Ele não acreditava no que estava ouvindo: ela não tinha a menor ideia de com quem ou com o que estava lidando, e mesmo assim mantinha-se orgulhosa o suficiente pra criar regras que nem sequer valiam no mundo de onde ele veio. Isaac não estava preparado para o gênio indomável da garota, e essa novidade o pegou de surpresa:

- Regras? Você vai me impor regras?

- Exatamente, e se quiser ir comigo é melhor obedecê-las à risca.

- Você não está entendendo. Nós vamos lidar com coisas muito maiores do que qualquer uma que você já enfrentou, talvez até mesmo que eu já enfrentei. Nós vamos arriscar nossas vidas, e você ainda pensa no seu orgulho idiota de garotinha mimada?

- Começamos mal. Vamos deixar uma coisa bem clara: eu não vou perder meu pai; vou fazer o que for preciso pra trazê-lo de volta, são e salvo, e estou te dando a chance de me provar que realmente posso confiar em você. E não me chame de mimada porque você não passou por metade das coisas que eu já vivi, não sabe o quanto as dificuldades te fazem crescer. Eu sou muito mais forte do que você imagina.

Falando assim, com essa autoridade, com os olhos cheios de uma confiança pura que Isaac jamais havia visto em outra pessoa, ele se sentiu tentado a acreditar. Confessou a si mesmo que talvez a estivesse menosprezando. Por um segundo pensou em aceitar suas condições, e ver até onde ela chegaria. Mas depois lembrou-se da sua missão: ele havia sido mandado ao mundo terreno para proteger aquela garota, e era isso que devia fazer. No mais profundo de seu íntimo sabia que faria mesmo se não precisasse.

- Vamos começar por Nora. Ela sempre sabe o que fazer e como fazer. Deve nos ajudar agora também – Emma falava com a maior consciência, como se já tivesse experiência em algo desse tipo – podemos procurá-la e dizer que precisamos de seus dons. Ela com certeza não se negaria. Me conhece desde menina e sempre me protegeu, vai fazer o mesmo pelo meu pai.

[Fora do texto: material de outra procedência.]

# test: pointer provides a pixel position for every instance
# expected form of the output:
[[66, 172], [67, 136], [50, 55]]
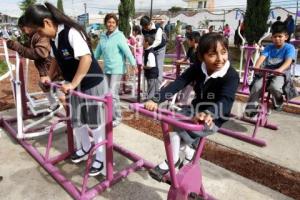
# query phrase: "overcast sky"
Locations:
[[75, 7]]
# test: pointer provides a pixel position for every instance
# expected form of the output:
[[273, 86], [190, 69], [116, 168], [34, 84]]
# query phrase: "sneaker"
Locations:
[[53, 108], [96, 171], [277, 103], [75, 158], [184, 162], [116, 123], [157, 173], [251, 111]]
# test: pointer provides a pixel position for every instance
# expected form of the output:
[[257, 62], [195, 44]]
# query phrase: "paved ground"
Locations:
[[282, 145], [25, 179]]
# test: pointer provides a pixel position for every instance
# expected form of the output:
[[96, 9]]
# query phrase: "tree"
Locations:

A voz da menina tirou Isaac de seus devaneios, e o trouxe de volta à situação:

- Que tipo de dons você acha que poderão nos ajudar agora?

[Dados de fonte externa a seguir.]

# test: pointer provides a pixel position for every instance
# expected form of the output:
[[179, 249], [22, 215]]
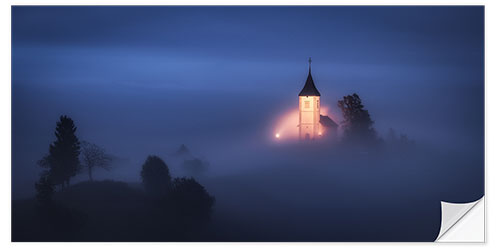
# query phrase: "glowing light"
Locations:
[[285, 127]]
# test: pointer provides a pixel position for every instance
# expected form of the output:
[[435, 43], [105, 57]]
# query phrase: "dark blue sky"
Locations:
[[161, 76]]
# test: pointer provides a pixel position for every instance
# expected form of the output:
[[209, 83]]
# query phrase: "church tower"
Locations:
[[309, 105]]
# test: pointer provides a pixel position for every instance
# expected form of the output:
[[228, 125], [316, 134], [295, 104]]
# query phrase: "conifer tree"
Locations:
[[62, 161]]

- Todas forças que pudermos conseguir serão bem-vindas. Vamos contar a Nora o que aconteceu, podemos confiar nela, eu sei disso. Você disse que tem o caminho para me levar até meu pai, os dons de Nora vão nos fazer chegar mais rápido ao nosso destino.

- Ainda acho que devíamos ficar aqui e esperar segundas ordens.

- Você segue ordens, eu não. Não vou ficar parada enquanto meu pai corre perigo. Que tipo de filha eu seria se fizesse isso?

- Uma que valoriza a própria vida.

- Pois se quer mesmo saber, daria minha vida por esse homem sem nem pestanejar. Vamos.

Isaac não podia evitar. Admirava a garota que caminhava à sua frente na rua. Admirava o modo como ela conseguia amar tão profundamente a ponto de colocar em jogo seu mundo inteiro. Admirava o jeito com que ela falava de seu pai, como se nada mais importasse além de salvá-lo. Como se ele fosse a coisa mais valiosa que ela possuía. No fundo ele sentia inveja de Erick: daria qualquer coisa para ter metade do amor que Emma dedicava a ele.

Esse pensamento o fez vacilar. Ele não podia se confundir desse jeito, isso só atrapalharia sua missão. Mas como não se apaixonar por aquela menina independente e corajosa, que ao mesmo tempo o afastava e o trazia para mais perto? Como ele poderia se manter longe, se ela estava bem ali, na sua frente? Agora ele entendia porque seu pai havia ficado receoso ao mandá-lo, mas não tinha mais volta. E mesmo se houvesse, ele jamais voltaria atrás, não depois de conhecer Emma.